Sicherheit neu denken – christliche Friedensbewegung damals und Menschenrechte heute

4. Mai 2017 | Von | Kategorie: Rezensionen

Jan Ole Wiechmann, Sicherheit neu denken – Die christliche Friedensbewegung in der Nachrüstungsdebatte 1977 – 1984, Nomos-Verlag Baden-Baden, 1. Auflage 2017, 465 Seiten, 84 €

2010 fand in Berlin eine Tagung mit dem Titel „Friedensbewegung und Zweiter Kalter Krieg: Europäische und transatlantische Perspektiven“ statt. Das dort vorgestellte Forschungsthema des Historikers Jan Ole Wiechmann wird im Protokoll so zusammengefasst:
„Die christliche Friedensbewegung agierte mit einem erweiterten Sicherheitsbegriff, der auf gemeinsame Sicherheit in Fragen von Wirtschaft, Energie und Ökologie abzielte. Damit steht sie paradigmatisch für den grundlegenden Wandel im gesellschaftlichen Sicherheitsgefühl der Bundesrepublik der 1970er- und 1980er-Jahre.“  (Baur: 2010).

Die folgende Buchempfehlung kann keine wissenschaftliche Würdigung sein; es kann ihr nur um einige Bezugspunkte zu den Menschenrechten gehen.
Seit der Wiener UN-Menschenrechtskonferenz 1993 – viele deutschsprachige und internationale Menschenrechts-NGOs waren dabei, anschließend wurde das deutsche Netzwerk “Forum Menschenrechte” ins Leben gerufen – kann von einer Menschenrechtsbewegung gesprochen werden. Die neue Friedensbewegung der 1970er und 80er Jahre war da schon Vergangenheit – aber nur als Aktionszusammenhang, der die deutsche Politik prägte, nicht aber mit ihrem zukunftweisenden neuen Denken von Sicherheit und Frieden. Der Historiker Jan Ole Wiechmann hat es unternommen, die in den 80er Jahren dominierende politische Strömung in dieser Perspektive zu erforschen, genauer, wie im Untertitel gesagt, die „christliche Friedensbewegung in der Nachrüstungsdebatte 1977 – 1984“. Gerade christliche Organisationen wie die „Aktionsgemeinschaft Dienst für den Frieden“ (AGDF), „Ohne Rüstung leben“, Evangelischen Studentengemeinden, „Pax Christi“, die „Initiative Kirche von unten“, der „Bund der Deutschen Katholischen Jugend“ (BDKJ) und die Gruppe „Schritte zur Abrüstung“ lehnten  – in Auseinandersetzung mit den Kirchenleitungen, Bischöfen und konservativen Strömungen) die Nachrüstung ab.
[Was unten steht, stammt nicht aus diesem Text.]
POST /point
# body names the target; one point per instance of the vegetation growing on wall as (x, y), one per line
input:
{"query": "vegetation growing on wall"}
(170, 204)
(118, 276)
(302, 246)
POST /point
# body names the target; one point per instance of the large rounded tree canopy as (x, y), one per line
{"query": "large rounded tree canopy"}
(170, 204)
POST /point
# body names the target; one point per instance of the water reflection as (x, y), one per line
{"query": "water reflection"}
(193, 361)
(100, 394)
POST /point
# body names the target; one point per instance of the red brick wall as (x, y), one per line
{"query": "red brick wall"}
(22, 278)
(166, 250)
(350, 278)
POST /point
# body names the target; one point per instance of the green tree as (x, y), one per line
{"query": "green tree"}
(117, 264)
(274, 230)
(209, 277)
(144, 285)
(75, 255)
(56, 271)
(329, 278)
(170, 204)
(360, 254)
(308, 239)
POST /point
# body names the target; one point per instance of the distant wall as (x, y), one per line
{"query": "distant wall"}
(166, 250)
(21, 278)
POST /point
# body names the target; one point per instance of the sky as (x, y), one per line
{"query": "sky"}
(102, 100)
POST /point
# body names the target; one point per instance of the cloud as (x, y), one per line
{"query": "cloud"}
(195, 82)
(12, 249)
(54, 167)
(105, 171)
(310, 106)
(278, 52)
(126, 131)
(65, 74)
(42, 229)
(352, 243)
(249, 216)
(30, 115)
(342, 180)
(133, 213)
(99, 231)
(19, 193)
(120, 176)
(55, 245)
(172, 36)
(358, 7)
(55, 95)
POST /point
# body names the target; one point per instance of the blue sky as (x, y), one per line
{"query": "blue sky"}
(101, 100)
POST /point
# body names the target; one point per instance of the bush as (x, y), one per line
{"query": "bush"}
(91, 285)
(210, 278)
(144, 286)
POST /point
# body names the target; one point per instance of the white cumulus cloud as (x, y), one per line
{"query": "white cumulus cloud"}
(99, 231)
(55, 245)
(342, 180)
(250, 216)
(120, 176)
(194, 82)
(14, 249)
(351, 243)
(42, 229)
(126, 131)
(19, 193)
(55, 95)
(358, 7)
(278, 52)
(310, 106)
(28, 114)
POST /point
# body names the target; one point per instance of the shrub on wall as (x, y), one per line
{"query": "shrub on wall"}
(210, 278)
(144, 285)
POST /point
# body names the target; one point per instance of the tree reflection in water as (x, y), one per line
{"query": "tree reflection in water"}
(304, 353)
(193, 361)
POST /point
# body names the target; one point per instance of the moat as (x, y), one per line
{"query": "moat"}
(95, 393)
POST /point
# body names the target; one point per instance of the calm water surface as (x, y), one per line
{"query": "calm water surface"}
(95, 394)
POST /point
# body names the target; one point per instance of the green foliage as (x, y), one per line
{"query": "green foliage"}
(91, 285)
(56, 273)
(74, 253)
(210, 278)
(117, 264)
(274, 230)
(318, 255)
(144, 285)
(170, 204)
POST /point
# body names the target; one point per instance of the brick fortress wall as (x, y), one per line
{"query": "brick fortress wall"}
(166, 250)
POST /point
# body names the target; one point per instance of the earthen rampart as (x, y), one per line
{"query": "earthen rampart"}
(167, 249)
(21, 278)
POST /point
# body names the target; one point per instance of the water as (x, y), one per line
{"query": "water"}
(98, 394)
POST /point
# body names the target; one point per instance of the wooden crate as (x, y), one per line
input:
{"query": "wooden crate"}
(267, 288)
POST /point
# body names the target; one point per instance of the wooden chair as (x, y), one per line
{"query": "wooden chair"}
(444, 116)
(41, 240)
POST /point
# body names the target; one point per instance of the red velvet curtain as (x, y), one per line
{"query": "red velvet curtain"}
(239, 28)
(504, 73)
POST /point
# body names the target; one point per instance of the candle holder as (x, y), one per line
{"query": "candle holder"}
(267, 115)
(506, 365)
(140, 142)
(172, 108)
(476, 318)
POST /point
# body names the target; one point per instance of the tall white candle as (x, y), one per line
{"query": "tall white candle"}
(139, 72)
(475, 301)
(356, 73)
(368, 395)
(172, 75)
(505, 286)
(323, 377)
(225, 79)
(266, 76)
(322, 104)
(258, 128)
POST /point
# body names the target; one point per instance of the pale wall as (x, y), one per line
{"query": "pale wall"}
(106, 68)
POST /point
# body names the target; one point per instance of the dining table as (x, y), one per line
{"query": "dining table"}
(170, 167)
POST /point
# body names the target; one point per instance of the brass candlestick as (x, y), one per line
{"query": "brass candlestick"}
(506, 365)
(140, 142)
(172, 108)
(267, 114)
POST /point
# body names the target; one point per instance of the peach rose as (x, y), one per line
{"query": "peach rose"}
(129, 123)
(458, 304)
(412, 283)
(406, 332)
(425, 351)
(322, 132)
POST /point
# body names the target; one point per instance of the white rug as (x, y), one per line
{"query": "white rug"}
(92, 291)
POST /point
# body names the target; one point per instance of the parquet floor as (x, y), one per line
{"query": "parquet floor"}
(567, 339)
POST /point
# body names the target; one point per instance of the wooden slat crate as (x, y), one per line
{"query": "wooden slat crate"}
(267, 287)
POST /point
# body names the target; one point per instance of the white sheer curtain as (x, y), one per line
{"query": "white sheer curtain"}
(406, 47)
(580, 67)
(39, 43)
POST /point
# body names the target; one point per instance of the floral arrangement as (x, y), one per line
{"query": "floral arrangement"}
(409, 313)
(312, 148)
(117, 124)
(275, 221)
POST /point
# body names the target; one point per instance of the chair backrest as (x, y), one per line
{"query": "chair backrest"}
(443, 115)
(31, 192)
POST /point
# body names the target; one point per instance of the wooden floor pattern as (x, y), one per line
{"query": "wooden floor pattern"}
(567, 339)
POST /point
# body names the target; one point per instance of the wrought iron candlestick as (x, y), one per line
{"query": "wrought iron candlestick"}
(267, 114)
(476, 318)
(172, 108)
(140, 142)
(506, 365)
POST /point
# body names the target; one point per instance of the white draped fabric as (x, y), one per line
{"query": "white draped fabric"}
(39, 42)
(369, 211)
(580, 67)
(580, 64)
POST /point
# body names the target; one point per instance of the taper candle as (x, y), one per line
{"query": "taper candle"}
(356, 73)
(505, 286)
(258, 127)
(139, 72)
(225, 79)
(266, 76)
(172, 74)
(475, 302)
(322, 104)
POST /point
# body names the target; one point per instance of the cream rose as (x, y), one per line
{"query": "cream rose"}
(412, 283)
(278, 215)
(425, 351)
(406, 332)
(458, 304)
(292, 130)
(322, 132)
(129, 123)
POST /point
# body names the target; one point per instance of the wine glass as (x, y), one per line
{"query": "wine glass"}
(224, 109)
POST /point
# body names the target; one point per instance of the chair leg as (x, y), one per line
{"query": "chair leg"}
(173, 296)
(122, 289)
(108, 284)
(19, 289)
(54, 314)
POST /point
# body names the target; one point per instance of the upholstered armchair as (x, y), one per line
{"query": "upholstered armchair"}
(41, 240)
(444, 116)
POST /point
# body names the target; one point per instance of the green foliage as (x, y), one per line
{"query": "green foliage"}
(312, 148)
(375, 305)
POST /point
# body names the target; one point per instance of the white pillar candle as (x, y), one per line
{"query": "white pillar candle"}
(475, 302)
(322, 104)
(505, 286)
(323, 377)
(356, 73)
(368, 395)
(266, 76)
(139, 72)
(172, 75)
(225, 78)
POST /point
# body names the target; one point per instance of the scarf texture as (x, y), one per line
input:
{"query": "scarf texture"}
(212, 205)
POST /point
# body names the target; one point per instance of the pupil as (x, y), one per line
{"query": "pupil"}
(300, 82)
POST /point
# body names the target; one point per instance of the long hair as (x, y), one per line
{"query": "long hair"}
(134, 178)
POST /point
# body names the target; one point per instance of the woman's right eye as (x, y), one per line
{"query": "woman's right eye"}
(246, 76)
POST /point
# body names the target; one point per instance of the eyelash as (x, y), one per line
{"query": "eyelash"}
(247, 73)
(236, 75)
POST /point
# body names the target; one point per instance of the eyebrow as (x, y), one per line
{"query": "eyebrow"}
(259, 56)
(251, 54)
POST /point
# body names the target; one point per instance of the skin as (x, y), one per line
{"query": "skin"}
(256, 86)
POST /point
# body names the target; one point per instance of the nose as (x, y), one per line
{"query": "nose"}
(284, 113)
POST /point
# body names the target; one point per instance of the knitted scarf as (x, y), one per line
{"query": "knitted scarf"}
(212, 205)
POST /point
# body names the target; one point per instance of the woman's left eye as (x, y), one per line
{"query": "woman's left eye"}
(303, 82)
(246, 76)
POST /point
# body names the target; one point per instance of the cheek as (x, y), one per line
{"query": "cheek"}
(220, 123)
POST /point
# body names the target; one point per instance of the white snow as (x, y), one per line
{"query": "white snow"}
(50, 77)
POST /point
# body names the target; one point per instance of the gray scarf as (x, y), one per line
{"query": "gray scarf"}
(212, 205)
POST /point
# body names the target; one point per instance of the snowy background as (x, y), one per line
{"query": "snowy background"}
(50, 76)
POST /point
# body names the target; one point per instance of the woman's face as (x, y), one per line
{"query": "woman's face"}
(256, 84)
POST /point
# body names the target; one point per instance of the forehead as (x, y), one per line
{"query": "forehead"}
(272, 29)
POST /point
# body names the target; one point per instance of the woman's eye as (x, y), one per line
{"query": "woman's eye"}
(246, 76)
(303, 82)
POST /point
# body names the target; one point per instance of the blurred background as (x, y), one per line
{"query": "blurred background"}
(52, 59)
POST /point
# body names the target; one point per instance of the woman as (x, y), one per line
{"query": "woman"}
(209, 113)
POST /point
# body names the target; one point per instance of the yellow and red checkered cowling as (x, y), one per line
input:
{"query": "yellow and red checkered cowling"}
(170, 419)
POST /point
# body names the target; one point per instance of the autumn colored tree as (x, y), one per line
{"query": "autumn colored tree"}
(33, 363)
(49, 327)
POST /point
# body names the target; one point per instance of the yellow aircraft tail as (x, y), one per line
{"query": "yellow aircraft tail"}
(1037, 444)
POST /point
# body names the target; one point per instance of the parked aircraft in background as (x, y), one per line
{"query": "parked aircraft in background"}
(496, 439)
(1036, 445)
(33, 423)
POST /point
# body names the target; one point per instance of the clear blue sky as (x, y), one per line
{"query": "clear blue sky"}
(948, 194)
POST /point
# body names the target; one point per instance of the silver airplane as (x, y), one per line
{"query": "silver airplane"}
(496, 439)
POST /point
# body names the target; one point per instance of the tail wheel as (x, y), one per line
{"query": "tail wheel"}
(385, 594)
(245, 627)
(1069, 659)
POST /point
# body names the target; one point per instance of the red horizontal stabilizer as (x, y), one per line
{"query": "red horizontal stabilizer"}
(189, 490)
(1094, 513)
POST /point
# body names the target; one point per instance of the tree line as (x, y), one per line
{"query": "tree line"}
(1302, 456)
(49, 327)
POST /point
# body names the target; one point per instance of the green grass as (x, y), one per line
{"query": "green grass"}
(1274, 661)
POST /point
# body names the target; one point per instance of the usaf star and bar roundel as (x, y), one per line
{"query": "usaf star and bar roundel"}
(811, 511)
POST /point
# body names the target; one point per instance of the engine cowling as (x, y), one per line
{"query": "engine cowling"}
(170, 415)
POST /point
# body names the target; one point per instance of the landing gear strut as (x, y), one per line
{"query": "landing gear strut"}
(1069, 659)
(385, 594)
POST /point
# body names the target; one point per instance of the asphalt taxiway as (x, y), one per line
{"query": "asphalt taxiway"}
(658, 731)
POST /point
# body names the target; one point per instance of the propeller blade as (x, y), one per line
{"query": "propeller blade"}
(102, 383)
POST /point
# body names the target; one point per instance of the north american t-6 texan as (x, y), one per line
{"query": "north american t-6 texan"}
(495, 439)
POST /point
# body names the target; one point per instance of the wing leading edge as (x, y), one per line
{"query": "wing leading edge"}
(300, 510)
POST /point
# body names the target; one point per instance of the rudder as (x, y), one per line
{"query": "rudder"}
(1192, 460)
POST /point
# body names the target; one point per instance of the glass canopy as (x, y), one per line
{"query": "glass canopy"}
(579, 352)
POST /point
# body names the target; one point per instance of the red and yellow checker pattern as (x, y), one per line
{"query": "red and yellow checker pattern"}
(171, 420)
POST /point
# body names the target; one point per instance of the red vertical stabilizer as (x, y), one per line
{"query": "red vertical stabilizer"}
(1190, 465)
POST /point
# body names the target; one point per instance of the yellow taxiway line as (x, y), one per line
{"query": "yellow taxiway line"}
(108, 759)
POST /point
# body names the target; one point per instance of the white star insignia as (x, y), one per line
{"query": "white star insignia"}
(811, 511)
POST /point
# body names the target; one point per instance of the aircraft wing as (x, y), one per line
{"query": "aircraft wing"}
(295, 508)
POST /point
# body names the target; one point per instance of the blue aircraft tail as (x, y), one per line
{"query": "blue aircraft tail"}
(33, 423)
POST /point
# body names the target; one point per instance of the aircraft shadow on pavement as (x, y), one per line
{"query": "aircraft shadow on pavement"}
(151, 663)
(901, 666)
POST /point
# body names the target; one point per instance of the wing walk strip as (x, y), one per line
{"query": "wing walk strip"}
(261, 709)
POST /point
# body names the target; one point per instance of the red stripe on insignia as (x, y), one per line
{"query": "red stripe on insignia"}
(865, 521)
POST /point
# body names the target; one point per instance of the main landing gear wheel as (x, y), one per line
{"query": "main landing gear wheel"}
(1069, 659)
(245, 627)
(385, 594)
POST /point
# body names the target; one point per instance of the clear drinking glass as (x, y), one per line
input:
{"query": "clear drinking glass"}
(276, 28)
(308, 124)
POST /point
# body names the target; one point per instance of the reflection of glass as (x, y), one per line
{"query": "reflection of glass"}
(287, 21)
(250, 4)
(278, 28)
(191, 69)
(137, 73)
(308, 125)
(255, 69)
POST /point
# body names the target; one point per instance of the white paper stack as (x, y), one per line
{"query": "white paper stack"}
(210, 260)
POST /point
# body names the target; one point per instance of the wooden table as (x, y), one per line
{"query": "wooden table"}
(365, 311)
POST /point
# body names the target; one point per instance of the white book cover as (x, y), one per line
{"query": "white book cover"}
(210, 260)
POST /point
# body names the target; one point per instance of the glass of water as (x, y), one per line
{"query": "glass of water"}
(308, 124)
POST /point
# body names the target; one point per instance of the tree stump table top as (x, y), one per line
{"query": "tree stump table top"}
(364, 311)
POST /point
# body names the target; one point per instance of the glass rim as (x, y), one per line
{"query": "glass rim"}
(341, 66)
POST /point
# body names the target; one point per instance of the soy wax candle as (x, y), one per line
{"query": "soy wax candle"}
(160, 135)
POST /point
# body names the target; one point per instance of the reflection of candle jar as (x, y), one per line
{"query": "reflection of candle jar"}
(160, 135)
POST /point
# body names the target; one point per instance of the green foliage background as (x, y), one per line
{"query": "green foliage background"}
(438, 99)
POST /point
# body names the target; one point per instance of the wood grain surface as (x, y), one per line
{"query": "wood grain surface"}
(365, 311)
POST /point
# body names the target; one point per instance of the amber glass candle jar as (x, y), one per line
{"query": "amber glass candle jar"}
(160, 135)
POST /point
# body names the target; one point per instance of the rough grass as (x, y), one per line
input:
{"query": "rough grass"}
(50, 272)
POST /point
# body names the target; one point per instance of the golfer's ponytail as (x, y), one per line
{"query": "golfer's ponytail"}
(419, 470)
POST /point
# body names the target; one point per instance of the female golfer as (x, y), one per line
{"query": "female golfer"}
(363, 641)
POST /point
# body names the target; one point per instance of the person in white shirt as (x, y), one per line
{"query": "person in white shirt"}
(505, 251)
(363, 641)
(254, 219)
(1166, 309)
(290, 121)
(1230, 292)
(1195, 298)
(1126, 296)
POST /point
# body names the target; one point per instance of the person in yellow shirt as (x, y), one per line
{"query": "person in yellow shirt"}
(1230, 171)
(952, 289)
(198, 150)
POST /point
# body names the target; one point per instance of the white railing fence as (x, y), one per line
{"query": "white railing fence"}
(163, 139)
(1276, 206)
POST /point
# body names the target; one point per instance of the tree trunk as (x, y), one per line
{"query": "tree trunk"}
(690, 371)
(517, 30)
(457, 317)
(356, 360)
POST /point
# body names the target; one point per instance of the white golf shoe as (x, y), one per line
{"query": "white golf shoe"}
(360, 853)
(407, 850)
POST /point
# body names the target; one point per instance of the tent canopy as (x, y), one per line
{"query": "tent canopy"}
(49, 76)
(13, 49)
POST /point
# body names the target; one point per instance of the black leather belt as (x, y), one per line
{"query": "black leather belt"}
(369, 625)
Sie widersprach dem Grundgedanken des konziliaren Prozesses für „Frieden, Gerechtigkeit und Bewahrung der Schöpfung“. Zu diesem Weg hatte der Ökumenische Rat der Kirchen 1983 in Vancouver aufgerufen. Wiechmanns Titel „Sicherheit neu denken“ beinhaltet also auch die theologische und globale Dimension dieser Bewegung. Aber im Kern geht es in der Arbeit darum, den christlichen Beitrag zur Überwindung des alten Rüstungsdenkens („tödliche Utopie der Sicherheit“) herauszuarbeiten. Zukunftsweisend soll der entmilitarisierte Sicherheitsbegriff mit vielfältigen Ansätzen zur Überwindung von Geist, Logik und Praxis der Abschreckung sein.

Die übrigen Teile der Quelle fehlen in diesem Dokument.